Während die deutsche Regierung die Plattformbetreiber in die Pflicht nehmen will, setzt Großbritannien traditionell auf Offensive – und den internationalen Dienst des britischen Rundfunks BBC. Einem Gegenangriff stehen allerdings fehlende Geldmittel im Weg. Noch 2015 hat die Regierung von David Cameron mehr Mittel für den BBC World Service lockergemacht, um mit den Russen Schritt zu halten – die Aufstockung (unter anderem für den russischsprachigen Dienst) belief sich auf umgerechnet rund 100 Mio. Euro. Doch angesichts Brexit-bedingter Geldnöte – die Finanzierungslücke bis 2020 im Zusammenhang mit dem EU-Austritt wird auf knapp 70 Mrd. Euro beziffert – regiert auch beim BBC der Sparstift. Im Rahmen eines Sparpakets ist die Streichung von 100 Stellen bei der BBC Monitoring geplant – der Dienst ist nicht zuletzt für die Beobachtung russischer Nachrichten zuständig.

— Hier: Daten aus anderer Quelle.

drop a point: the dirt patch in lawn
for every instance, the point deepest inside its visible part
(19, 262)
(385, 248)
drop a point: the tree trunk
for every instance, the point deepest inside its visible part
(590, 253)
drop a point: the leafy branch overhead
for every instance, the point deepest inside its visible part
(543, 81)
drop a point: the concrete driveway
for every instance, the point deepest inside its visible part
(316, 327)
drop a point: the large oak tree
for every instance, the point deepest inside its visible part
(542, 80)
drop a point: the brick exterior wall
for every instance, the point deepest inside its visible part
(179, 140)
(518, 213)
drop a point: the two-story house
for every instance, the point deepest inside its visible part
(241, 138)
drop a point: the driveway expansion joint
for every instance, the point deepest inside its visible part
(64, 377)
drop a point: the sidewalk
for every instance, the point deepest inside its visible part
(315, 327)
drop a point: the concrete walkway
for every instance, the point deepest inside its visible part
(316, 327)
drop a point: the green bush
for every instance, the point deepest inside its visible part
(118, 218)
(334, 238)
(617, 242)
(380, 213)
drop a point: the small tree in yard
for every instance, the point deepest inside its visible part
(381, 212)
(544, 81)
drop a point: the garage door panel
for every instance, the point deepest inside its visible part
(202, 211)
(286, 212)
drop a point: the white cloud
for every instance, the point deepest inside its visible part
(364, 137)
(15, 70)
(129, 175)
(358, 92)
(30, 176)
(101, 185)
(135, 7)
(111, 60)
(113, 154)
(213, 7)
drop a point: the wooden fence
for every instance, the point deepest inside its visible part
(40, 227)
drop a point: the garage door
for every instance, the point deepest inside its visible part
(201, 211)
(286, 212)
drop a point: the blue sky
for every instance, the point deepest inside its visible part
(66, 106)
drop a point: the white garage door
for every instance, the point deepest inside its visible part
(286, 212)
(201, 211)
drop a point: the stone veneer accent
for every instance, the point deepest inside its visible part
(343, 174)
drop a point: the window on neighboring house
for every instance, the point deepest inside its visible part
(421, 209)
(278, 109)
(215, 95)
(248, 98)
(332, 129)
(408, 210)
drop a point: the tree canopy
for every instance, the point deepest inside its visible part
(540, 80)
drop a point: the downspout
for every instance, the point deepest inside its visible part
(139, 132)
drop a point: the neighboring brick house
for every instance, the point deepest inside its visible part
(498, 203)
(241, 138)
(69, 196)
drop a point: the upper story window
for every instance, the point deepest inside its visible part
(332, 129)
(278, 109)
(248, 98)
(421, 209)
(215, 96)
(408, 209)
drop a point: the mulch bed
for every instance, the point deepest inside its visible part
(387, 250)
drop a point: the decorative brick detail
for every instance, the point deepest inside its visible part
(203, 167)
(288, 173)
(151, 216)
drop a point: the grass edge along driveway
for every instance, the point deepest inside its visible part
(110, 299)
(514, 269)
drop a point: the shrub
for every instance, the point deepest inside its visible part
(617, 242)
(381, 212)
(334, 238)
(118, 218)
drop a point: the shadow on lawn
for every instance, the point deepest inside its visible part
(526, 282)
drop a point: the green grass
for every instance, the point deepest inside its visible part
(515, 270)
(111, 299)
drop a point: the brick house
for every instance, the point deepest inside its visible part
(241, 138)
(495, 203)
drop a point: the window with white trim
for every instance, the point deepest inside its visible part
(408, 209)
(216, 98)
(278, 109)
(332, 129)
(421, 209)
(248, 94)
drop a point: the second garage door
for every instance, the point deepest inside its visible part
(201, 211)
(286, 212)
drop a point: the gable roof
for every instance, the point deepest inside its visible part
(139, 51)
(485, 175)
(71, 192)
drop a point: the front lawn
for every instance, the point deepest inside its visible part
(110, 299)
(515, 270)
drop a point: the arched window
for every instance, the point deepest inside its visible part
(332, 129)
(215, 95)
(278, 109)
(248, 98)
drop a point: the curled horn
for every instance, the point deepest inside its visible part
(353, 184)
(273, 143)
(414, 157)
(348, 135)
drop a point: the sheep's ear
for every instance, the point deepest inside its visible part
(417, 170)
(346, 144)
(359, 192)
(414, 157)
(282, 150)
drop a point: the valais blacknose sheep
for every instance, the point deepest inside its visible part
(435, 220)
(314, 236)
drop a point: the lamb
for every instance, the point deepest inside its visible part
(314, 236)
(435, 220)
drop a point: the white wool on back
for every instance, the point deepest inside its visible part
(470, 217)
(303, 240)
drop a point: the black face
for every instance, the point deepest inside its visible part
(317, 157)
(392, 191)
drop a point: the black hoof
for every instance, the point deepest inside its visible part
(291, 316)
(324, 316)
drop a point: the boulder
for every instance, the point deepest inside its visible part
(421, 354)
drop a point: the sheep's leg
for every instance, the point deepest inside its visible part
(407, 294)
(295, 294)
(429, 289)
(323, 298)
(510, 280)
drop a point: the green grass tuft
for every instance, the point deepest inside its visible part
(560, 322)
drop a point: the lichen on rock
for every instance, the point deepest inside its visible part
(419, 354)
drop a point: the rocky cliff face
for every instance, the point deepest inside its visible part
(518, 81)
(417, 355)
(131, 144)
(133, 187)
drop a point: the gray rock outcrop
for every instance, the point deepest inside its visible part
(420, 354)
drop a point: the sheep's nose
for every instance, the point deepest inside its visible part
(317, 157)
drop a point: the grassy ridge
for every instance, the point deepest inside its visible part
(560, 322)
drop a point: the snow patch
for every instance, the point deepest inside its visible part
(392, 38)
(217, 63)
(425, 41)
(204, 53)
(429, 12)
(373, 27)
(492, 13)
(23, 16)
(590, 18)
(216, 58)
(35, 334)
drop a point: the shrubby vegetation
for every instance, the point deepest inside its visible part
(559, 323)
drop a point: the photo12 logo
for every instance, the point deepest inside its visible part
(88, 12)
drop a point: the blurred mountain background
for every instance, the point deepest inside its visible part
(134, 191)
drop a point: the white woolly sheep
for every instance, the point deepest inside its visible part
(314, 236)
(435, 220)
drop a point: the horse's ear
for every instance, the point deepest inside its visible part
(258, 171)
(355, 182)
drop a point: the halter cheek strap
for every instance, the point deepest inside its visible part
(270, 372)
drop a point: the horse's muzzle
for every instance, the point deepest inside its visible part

Experten warnen vor negativen Folgen. Anfang Dezember meldete sich Alex Younger, der Chef des Geheimdienstes MI6, zu Wort und bezeichnete russische Propaganda als fundamentale Gefahr für die britische Souveränität.

Fake News

Von der Verbreitung von Falschmeldungen in großem Stil profitierte im US-Präsidentenwahlkampf Wahlsieger Donald Trump. Erfundene Meldungen, wonach der Papst eine Wahlempfehlung für Trump ausgesprochen hätte und Hillary Clinton in Kriminalfälle verwickelt gewesen wäre, erfreuten sich online großer Beliebtheit.